Last night, Mr Banks acknowledged Mr Brown would be a strong centre-left candidate against his centre-right prescription for the Super City.

"I can't make any judgment about his musings or machinations, except to say I have been elected to office 11 times and I would like to think I have my strengths. I certainly have some weaknesses, but I believe I can do a really good job," Mr Banks said.

So far, Mr Banks, 63, and Mr Brown are the only declared contenders for the mayoral position, which comes with executive powers to choose a deputy, chairs of committees and propose a $3 billion budget.

Mr Banks has been working behind the scenes to ensure he is the only serious contender on the centre-right. Likewise, Mr Brown on the centre-left.

Auckland Regional Council chairman Mike Lee is contemplating standing for the mayoralty, but faces a lack of support from the centre-left and a UMR Research poll last month showing Mr Brown marginally ahead of Mr Banks.

Waitakere Mayor Bob Harvey is not expected to stand, but may seek a seat on the Auckland Council and deliver the eco-vote to Mr Brown.

"I hope Len will be the only mayoral candidate from the left. Len is young, he is bright, he has got a heart of gold and he will unite Auckland, not divide it," said senior Labour MP David Cunliffe.

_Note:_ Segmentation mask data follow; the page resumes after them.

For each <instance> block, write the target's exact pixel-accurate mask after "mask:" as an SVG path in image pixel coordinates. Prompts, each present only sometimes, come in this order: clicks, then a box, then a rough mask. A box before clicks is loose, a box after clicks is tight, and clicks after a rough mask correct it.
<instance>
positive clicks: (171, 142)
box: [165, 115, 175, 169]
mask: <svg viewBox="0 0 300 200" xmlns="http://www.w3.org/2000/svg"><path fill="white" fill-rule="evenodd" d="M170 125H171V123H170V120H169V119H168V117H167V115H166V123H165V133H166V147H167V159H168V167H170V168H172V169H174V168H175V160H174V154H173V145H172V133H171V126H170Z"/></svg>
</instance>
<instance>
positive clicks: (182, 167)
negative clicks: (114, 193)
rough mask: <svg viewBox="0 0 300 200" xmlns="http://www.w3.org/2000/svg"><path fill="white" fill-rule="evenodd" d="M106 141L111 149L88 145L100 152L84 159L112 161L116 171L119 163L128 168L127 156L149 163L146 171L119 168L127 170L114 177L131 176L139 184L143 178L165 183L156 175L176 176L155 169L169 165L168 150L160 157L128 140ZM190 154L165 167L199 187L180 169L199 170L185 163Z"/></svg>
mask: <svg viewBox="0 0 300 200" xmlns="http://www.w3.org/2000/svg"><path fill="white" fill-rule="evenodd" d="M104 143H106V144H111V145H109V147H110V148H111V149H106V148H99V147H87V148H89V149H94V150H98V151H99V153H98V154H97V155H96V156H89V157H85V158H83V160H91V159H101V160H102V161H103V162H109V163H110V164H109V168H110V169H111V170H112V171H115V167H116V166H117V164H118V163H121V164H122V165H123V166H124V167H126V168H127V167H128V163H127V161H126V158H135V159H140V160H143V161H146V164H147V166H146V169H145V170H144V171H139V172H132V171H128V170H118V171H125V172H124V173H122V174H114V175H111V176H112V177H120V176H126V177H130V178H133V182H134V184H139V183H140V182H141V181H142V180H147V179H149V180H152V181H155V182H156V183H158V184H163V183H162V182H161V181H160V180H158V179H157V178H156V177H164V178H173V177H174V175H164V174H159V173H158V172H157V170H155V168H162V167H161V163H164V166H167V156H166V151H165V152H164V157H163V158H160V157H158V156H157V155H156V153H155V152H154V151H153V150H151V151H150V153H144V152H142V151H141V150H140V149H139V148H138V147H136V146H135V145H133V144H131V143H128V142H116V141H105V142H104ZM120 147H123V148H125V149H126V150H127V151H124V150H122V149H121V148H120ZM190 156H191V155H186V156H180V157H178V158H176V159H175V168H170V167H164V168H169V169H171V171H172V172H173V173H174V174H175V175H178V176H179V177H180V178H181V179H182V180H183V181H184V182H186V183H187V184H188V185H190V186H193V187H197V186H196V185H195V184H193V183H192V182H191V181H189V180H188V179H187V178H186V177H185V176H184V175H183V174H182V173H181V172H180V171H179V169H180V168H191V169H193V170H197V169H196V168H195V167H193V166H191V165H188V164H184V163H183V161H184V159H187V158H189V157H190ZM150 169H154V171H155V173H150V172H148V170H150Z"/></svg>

Mr Brown, who is standing as an independent, said Auckland faced a huge challenge, but also many opportunities.

"I believe that our people, our communities must be at the centre of the new Auckland. Communities have been central to all that I have worked for. Local government must be local. Especially now. Especially as Auckland comes together."

Among his policies are:

A fully integrated transport system, including a CBD rail tunnel, a rail link to the airport and doubling of public transport use in 15 years.

Public ownership of port and airport shares and water assets.

High speed broadband within five years.

Keep rates rises down.

Support for Maori seats on the Auckland Council.

Extending Manukau's free entry to swimming pools across the city. Re-establishing the Auckland Flower Show.

Rotating council meetings around the region.

Mr Brown, who suffered a near-fatal heart attack in May last year, said he had had an amazing recovery, his blood pressure and cholesterol levels were good and he was walking for between 45 minutes and one hour each day.

"If I had a sense of doubt that there was something not right about me still then no way for a second would I contemplate this."